The parameters in a function or equation may correspond to notable geometrical features of a graph and can represent physical quantities in spatial dimensions.

Moving between different forms to represent functions allows for deeper understanding and provides different approaches to problem solving.

Our spatial frame of reference affects the visible part of a function and by changing this “window” can show more or less of the function to best suit our needs.

Changing the parameters of a trigonometric function changes the position, orientation and shape of the corresponding graph.

Different representations facilitate modelling and interpretation of physical, social, economic and mathematical phenomena, which support solving real-life problems.

Technology plays a key role in allowing humans to represent the real world as a model and to quantify the appropriateness of the model.

AHL: Extending results from a specific case to a general form and making connections between related functions allows us to better understand physical phenomena.

AHL: Generalization provides an insight into variation and allows us to access ideas such as half-life and scaling logarithmically to adapt theoretical models and solve complex real-life problems.

AHL: Considering the reasonableness and validity of results helps us to make informed, unbiased decisions.

## SL Content

SL 2.1

Different forms of the equation of a straight line. Gradient; intercepts.

SL 2.2

Concept of a function, domain, range and graph.

Informal concept that an inverse function reverses or undoes the effect of a function.

SL 2.3

Creating a sketch from information given or a context, including transferring a graph from screen to paper.

Using technology to graph functions including their sums and differences.

SL 2.4

Determine key features of graphs.

Finding the point of intersection of two curves or lines using technology.

SL 2.5

Modelling with the following functions:

Equation of a horizontal asymptote.

SL 2.6

Modelling skills:

Use the modelling process described in the “mathematical modelling” section to create, fit and use the theoretical models in section SL2.5 and their graphs.

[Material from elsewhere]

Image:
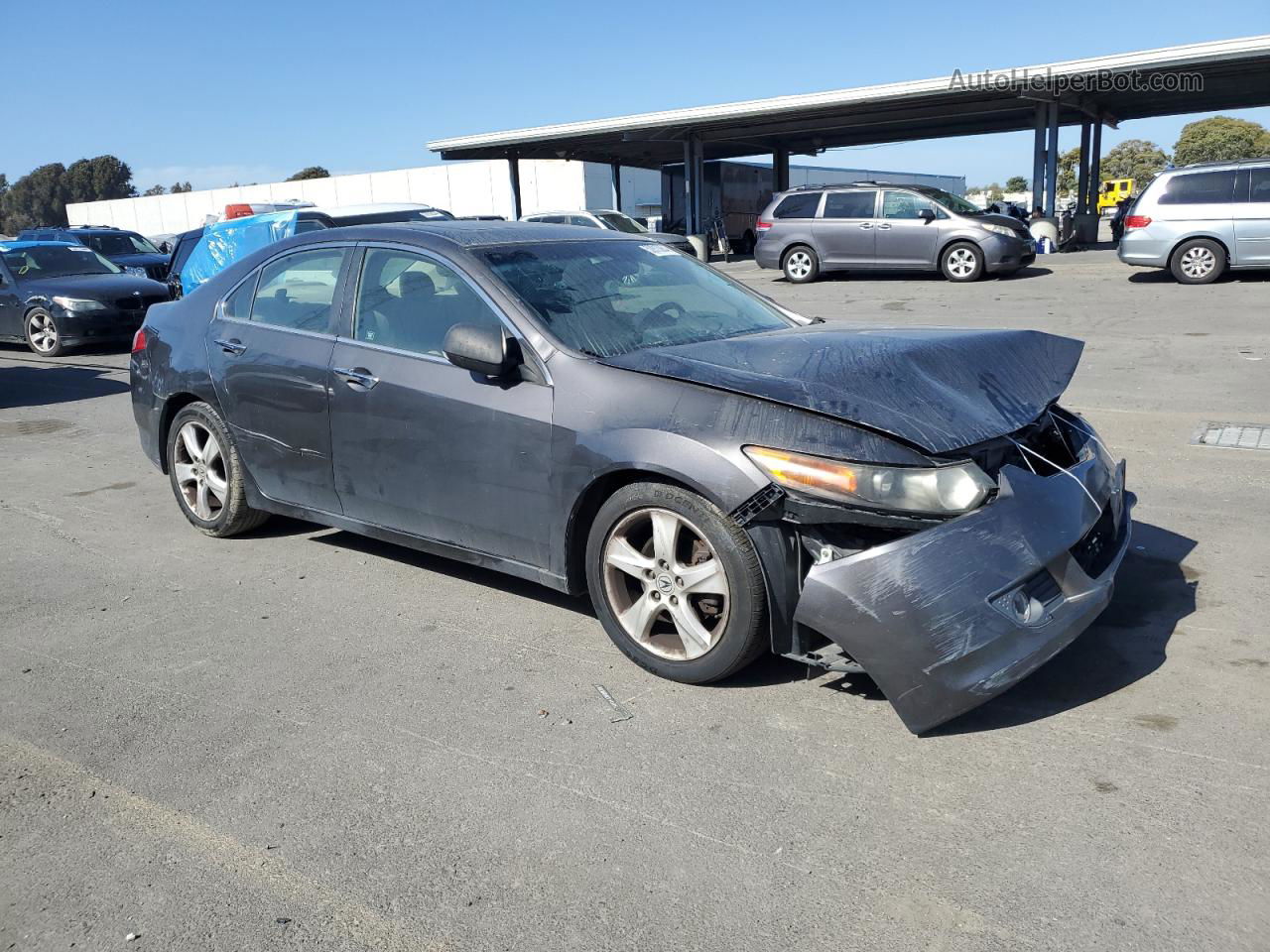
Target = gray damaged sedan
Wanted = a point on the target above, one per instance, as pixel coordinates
(599, 413)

Develop and fit the model:

Given a context recognize and choose an appropriate model and possible parameters.

Determine a reasonable domain for a model.

Find the parameters of a model.

Test and reflect upon the model:

Comment on the appropriateness and reasonableness of a model.

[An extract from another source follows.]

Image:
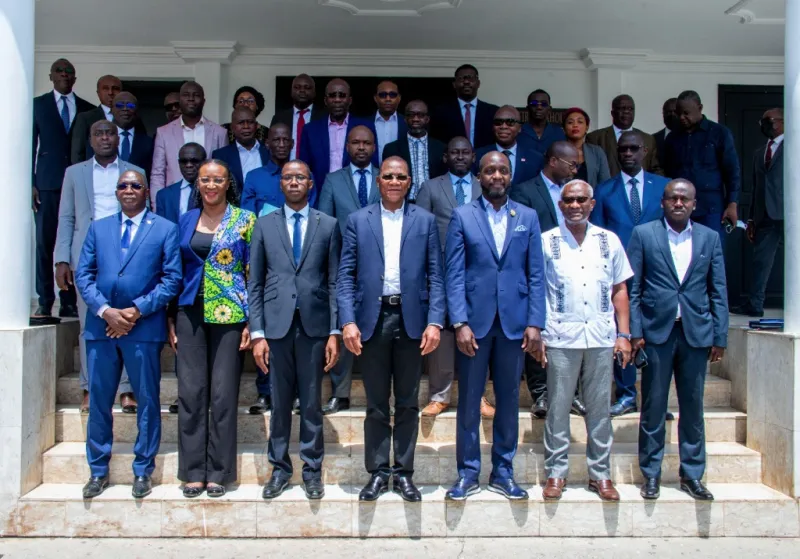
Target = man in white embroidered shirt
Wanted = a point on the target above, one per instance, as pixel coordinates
(585, 273)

Justify the choice of a particular model, based on the shape of the data, properties of the curve and/or on the context of the situation.

Use the model:

Reading, interpreting and making predictions based on the model.

## AHL Content

AHL 2.7

Composite functions in context.

Finding an inverse function.

AHL 2.8

Transformations of graphs.

Composite transformations.

AHL 2.9

In addition to the models covered in the SL content the AHL content extends this to include modelling with the following functions:

Exponential models to calculate half-life.

Piecewise models.

AHL 2.10

Scaling very large or small numbers using logarithms.

Linearizing data using logarithms to determine if the data has an exponential or a power relationship using best-fit straight lines to determine parameters.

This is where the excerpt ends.